As a new bot developer, I strongly recommend you generate a bot and follow the data path all the way through from botengine -> bot.py -> controller -> location.py -> filters -> device objects -> microservices. I also strongly recommend understanding what microservice packages exist today, how they operate, and what signals they use to communicate with each other. A large part of being a good bot developer is simply knowing where things are located.

Always remember your place on the DIKW ladder:

  1. DATA is what a device produces, in its own protocol / language, below the AI+IoT Platform.
  2. INFORMATION is produced when we transform all that data into a common language, separating the messy "network layer" from the "application layer". Information is what you pull out of the AI+IoT Platform, and you can visualize it on a graph. Filters help improve the trustworthiness of information, and help synthesize new information.
  3. KNOWLEDGE is derived from information. This can often be expressed as a sentence, like "You got great sleep quality last night." Most of the time, this is what people want. People don't want to think hard about a graph of energy consumption, they want to read a sentence that conveys the knowledge that energy consumption is currently trending out-of-bounds. People don't want to look at a graph of bedtime, they want to know the bedtime has remained consistent day after day.
  4. WISDOM is an action back to the physical world, derived from knowledge. This is what happens when we turn off a light because we know you've gone to bed, or we send a notification that you forgot to arm your security system when you left the house.

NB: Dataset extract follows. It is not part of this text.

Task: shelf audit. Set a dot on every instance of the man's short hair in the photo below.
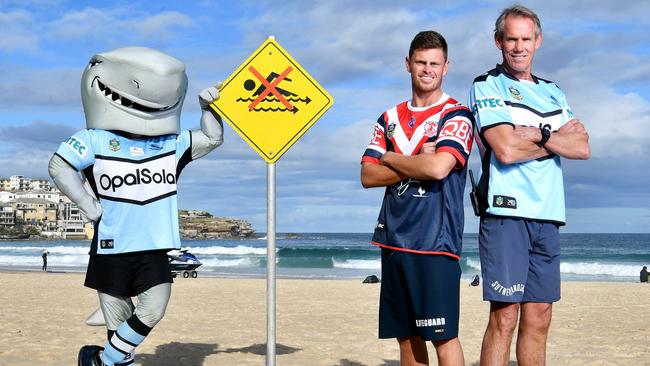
(427, 40)
(517, 11)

Bots operate primarily in the Knowledge and Wisdom layers of the stack.

Corporate Networks with Proxies

If you are operating in a corporate network that has a proxy, you can provide the proxy information as an argument to the command line interface with the --https-proxy <proxy> argument:

botengine --my_purchased_bots --https_proxy http://10.10.1.10:1080

The BotEngine uses the Python requests library to make HTTPS calls to the server. The requests library allows you to alternatively set the proxy through an environment variable:

export HTTPS_PROXY="http://10.10.1.10:1080"

The BotEngine exclusively uses HTTPS and never uses HTTP communications.

For rapid transitions in and out of corporate network environments, check out the Envswitch tool developed by https://github.com/smarie

https://smarie.github.io/develop-behind-proxy/switching/#envswitcher

Documentation

Each Lesson contains documentation. Open each lesson to review the documentation, and then drill down into the individual microservices inside the intelligence directories.